Lawmakers Vow To Override Governor’s Wage Equity Veto — For A Second Time
Illinois Gov. Bruce Rauner vetoed a plan last week that would bar employers from asking about salary history. Now, some lawmakers say these actions could impact the governor’s race in which Rauner is vying for a second term.
This is the second time the governor has used his veto pen to reject the idea, which advocates say could help bridge the gender wage gap. Last year Rauner said a similar version wasn’t business friendly and he maintains that the new proposal hasn’t done much to address his concerns.
But sponsors say they’ve worked with businesses and other opposing groups to reach a compromise and work on language that would prohibit employers from asking an applicant to specify what they earned at previous jobs.
State Sen. Cristina Castro, an Elgin Democrat, says wage equity is one major issue for women and says she believes it will affect how they vote come November 6.
“They are tired about being marginalized, they want to be heard,” she said at a Monday morning news conference where she was joined by the House sponsor, state Rep. Anna Moeller (D-Elgin), and other lawmakers. “And they will be heard, they will be heard at the ballot box.”
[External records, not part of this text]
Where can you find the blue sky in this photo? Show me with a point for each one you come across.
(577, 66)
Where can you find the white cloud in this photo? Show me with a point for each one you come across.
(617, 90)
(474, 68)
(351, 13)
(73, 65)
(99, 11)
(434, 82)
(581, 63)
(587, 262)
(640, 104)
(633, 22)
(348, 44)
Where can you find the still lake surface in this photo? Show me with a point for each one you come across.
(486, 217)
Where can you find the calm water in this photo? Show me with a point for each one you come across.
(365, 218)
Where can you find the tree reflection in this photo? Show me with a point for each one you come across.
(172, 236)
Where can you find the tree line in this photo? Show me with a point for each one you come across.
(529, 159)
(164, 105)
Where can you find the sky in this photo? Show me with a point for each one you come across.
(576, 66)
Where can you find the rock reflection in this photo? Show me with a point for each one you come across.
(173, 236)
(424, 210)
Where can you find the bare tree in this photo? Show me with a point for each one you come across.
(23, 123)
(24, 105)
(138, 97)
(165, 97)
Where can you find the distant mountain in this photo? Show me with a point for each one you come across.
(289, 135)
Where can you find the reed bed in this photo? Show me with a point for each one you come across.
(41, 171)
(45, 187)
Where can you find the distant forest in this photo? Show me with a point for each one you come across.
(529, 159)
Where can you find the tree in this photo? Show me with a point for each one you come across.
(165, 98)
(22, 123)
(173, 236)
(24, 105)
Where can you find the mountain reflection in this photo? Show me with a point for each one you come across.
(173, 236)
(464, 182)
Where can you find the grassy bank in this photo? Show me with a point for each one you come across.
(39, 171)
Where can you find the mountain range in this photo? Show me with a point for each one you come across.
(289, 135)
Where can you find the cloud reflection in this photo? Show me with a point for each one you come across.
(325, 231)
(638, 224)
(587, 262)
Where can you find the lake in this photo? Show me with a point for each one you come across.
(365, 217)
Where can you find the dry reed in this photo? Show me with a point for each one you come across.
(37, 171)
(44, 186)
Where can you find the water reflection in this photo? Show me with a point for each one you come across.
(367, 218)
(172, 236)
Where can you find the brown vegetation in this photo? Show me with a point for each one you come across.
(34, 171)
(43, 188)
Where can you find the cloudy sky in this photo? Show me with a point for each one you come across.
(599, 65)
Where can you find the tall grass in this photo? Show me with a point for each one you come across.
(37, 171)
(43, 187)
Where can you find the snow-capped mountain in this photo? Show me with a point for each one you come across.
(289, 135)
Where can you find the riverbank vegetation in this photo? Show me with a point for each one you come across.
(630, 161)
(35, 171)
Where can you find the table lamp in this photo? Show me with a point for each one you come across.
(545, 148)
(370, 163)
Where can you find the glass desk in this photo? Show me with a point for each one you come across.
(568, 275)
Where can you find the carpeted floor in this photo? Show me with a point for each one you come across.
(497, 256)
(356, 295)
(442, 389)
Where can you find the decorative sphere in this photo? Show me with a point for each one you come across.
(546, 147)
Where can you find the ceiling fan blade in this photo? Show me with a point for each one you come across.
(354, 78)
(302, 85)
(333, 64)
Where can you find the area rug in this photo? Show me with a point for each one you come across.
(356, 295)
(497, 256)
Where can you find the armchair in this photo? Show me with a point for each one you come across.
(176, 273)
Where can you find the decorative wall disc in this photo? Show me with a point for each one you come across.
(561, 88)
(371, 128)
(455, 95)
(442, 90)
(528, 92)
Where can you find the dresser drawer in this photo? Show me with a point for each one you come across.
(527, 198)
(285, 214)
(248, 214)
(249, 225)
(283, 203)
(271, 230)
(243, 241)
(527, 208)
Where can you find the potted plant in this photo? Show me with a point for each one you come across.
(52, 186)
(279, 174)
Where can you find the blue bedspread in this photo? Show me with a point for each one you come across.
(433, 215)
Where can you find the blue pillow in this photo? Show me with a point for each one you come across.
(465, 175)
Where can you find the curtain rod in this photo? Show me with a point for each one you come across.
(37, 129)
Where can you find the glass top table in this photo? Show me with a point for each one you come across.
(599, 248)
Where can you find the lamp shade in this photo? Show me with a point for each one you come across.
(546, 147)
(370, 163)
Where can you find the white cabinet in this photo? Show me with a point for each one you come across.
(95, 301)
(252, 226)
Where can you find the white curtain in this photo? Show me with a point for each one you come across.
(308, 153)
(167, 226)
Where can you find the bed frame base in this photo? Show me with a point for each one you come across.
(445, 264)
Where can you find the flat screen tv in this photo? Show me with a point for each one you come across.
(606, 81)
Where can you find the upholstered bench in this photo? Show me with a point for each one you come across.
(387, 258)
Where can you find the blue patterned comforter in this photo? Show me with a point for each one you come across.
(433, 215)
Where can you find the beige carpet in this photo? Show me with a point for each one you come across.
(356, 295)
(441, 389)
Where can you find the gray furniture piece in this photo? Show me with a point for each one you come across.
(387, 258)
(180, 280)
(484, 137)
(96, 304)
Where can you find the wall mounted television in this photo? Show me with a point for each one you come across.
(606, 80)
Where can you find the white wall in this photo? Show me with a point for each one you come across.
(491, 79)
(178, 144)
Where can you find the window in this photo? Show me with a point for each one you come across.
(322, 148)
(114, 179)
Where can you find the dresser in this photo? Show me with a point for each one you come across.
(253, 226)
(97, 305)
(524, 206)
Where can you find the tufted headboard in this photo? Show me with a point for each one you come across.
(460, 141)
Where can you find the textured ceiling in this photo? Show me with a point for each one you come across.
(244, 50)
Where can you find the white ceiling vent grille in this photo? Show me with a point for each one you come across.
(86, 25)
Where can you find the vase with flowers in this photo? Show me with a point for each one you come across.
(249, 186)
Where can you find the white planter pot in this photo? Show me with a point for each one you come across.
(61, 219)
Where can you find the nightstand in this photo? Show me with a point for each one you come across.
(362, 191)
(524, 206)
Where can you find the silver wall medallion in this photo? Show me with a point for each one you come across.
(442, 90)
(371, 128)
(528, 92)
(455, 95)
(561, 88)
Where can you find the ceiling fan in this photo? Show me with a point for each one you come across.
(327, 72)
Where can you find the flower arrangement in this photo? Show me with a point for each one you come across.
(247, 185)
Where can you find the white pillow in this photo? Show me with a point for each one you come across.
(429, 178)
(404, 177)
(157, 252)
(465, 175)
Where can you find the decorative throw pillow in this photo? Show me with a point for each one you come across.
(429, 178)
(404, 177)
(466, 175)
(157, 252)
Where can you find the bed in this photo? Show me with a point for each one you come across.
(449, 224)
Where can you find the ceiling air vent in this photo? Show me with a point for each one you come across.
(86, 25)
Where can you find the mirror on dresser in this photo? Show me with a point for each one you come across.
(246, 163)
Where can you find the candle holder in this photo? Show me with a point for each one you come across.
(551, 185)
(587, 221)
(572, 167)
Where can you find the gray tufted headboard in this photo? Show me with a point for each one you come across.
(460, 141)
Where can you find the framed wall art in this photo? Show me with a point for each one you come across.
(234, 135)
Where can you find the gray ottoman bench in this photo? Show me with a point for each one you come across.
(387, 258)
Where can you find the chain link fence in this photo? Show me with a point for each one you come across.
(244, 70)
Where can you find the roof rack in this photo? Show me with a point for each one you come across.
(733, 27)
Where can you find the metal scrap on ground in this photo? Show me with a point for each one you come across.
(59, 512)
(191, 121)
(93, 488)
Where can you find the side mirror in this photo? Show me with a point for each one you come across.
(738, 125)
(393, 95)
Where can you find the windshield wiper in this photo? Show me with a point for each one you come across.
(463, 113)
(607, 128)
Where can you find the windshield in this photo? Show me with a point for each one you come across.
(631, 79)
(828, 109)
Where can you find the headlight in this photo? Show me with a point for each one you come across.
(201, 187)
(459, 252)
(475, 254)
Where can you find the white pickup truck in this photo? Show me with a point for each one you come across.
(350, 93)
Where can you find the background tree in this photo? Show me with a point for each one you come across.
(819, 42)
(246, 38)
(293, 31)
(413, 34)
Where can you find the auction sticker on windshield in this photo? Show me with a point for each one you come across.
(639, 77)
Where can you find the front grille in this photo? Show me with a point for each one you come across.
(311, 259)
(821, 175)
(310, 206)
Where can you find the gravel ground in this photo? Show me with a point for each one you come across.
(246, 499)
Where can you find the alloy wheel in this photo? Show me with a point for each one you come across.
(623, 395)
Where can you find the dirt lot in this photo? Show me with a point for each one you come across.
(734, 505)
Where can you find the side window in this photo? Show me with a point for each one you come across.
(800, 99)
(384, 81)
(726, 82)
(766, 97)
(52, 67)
Castro says there is bipartisan support in the General Assembly to override the governor’s veto.
State Rep. Steve Andersson, a Geneva Republican, voted in favor of the measure earlier this year. He says Rauner has once again let another chance slip by to help women get ahead. He says he plans to support an override vote in November.
“Notwithstanding his veto, this bipartisan bill will become law through the efforts of Democrats and Republicans alike. He may have delayed, but he will not deny the will of the people on this,” he said.
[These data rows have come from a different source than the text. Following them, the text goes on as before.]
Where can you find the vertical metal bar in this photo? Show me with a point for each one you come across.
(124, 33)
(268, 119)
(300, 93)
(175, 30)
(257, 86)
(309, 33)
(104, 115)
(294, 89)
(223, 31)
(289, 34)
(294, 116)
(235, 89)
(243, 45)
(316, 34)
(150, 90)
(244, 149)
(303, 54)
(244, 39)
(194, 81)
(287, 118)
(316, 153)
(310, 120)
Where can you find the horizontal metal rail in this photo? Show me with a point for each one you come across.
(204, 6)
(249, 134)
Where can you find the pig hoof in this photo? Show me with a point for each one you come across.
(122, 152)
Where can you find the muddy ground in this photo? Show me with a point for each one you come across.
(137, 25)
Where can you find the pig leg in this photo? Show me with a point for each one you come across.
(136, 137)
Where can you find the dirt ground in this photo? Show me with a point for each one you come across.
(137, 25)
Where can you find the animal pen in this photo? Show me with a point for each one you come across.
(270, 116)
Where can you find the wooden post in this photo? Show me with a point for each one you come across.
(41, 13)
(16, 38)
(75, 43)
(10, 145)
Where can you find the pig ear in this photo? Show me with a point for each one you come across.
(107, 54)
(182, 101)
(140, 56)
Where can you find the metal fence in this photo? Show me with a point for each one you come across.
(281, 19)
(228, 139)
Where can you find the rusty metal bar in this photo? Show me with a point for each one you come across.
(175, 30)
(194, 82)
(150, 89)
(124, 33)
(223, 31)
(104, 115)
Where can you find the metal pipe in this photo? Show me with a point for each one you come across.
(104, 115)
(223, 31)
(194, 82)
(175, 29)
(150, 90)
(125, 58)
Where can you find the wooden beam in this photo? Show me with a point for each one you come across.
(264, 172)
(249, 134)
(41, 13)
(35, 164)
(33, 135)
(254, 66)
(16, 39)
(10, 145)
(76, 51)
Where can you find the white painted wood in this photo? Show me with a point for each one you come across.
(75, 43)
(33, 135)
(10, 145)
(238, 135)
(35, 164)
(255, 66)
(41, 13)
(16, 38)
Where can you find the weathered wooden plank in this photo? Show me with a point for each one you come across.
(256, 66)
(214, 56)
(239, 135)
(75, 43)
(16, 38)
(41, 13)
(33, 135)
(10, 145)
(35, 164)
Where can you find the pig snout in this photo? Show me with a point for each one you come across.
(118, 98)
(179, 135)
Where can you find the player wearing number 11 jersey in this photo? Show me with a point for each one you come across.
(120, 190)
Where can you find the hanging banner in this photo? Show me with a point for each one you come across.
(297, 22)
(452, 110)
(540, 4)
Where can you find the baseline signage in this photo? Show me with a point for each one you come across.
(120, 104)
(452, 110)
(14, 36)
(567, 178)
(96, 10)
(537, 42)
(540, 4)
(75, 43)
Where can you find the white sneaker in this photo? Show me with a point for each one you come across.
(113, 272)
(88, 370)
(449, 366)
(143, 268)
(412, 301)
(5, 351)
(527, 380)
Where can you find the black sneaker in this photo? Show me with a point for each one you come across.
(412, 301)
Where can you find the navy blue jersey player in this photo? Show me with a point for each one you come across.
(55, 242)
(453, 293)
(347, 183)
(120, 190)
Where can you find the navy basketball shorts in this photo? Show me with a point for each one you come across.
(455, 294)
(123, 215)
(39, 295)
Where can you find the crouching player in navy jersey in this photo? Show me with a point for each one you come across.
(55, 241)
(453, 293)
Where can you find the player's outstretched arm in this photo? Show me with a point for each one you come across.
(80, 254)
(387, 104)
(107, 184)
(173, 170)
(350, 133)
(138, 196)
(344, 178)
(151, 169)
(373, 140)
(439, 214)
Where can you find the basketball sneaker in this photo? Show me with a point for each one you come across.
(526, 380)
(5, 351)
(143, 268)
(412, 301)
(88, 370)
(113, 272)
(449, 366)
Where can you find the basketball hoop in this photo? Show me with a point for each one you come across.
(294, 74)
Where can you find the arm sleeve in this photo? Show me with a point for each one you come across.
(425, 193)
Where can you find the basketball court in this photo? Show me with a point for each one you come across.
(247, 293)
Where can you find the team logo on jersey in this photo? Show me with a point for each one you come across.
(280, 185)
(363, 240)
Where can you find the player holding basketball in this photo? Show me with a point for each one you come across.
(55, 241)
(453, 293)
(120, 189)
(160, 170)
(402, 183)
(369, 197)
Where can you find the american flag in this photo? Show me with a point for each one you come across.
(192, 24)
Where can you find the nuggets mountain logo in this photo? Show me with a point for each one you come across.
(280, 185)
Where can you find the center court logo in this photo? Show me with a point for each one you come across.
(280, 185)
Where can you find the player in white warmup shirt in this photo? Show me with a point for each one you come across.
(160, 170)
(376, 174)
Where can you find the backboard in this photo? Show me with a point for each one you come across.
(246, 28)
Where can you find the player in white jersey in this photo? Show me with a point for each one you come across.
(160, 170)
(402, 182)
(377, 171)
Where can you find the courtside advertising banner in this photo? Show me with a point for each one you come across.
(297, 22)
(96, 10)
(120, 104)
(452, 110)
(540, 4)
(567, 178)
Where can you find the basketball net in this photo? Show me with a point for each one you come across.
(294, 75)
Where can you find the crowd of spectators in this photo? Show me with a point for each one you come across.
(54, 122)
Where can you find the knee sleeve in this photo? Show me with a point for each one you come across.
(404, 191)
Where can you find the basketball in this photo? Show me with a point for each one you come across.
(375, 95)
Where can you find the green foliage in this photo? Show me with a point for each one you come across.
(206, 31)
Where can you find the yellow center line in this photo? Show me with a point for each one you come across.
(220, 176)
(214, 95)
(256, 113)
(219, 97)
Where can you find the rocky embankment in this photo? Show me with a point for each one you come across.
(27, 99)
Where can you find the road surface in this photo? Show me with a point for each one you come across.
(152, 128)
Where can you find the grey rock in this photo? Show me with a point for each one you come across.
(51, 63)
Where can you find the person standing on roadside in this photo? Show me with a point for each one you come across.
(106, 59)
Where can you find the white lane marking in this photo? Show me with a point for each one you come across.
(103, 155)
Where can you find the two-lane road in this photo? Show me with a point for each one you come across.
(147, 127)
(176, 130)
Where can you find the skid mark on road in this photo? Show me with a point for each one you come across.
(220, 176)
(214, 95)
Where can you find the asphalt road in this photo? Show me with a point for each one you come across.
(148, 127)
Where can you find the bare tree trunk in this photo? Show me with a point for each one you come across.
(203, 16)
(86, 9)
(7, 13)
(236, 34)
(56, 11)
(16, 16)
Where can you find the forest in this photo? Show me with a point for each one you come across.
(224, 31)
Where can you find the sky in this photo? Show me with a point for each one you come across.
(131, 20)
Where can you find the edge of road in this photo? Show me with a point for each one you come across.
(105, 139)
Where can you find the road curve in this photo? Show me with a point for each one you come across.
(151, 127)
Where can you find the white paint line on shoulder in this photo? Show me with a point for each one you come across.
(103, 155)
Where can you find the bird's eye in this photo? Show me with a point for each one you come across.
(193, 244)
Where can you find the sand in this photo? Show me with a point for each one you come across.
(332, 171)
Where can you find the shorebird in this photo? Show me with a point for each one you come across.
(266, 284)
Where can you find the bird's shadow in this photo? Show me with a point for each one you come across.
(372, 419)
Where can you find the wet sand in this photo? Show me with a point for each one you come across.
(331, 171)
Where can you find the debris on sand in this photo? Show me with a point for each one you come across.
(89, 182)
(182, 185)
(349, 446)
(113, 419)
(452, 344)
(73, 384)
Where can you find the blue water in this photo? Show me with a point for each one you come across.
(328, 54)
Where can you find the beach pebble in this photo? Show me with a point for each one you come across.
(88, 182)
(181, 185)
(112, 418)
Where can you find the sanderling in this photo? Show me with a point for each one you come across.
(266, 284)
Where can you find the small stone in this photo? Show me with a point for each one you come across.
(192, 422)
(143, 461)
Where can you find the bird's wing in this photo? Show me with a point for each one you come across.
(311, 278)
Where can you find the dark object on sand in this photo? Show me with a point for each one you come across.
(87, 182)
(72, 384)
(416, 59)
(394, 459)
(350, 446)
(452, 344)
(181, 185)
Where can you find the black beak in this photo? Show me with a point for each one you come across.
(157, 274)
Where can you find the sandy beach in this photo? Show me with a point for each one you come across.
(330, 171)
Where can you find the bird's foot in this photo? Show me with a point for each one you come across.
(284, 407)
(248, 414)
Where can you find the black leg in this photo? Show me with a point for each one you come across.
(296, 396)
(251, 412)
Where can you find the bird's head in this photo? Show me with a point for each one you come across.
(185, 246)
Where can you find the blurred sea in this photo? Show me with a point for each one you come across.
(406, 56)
In his amendatory veto message, the governor offered his own suggestions, including allowing a job applicant to voluntarily disclose salary.
But advocates say the governor’s language is too vague and does not include ways to hold an employer accountable. The current proposal, as it stands without the governor’s amendments, already outlines some exceptions. It would allow an employer to verify and inquire about salary history if the job is within the same company or if salary information is already public record.
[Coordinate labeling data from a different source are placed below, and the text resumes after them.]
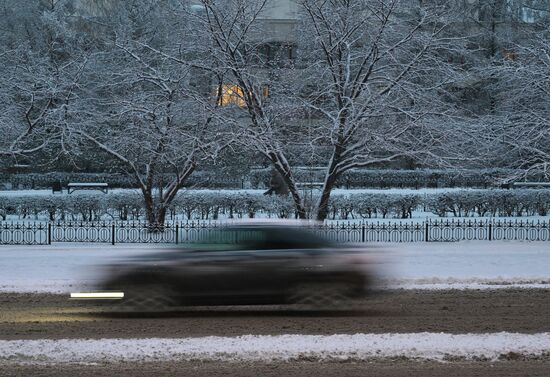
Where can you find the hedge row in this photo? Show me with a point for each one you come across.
(214, 205)
(259, 178)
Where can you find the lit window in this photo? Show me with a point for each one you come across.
(230, 94)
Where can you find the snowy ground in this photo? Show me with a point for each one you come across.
(418, 215)
(64, 267)
(358, 347)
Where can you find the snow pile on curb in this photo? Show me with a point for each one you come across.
(421, 346)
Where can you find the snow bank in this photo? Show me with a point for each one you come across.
(429, 346)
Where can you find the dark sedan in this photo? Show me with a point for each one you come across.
(245, 264)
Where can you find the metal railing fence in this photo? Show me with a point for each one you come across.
(22, 233)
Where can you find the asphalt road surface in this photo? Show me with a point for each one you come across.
(47, 316)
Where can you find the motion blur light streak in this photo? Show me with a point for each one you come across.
(98, 295)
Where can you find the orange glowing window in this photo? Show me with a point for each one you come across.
(231, 94)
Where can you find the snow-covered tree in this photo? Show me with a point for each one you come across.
(141, 108)
(365, 89)
(516, 78)
(39, 75)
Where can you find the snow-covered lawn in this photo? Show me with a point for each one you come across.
(427, 346)
(64, 267)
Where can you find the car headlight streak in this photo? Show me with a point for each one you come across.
(97, 295)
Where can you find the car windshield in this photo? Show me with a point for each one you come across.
(232, 238)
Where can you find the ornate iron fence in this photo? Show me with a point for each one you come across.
(24, 233)
(193, 231)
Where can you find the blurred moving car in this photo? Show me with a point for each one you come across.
(245, 264)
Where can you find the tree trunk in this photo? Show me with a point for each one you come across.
(322, 208)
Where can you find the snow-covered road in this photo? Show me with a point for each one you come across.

Elizabeth Tomev, a spokeswoman for Rauner, said in a statement the governor is committed to eliminating the gender wage gap and supports wage equity—but is looking for another way to not hurt small businesses and their bottom line.
“Another way to tackle the gender pay gap is to create more female employers,” Tomev said. “The administration has supported many initiatives to give more economic opportunities to minority and female-owned businesses through tax credits, training and organization.”
To successfully override the governor’s veto, legislators need 36 votes in the Senate and 71 votes in the House. Sponsors would need five additional lawmakers in the Senate to change their votes. Eighty-seven House members voted in support. Last November, a similar override effort failed in the Senate.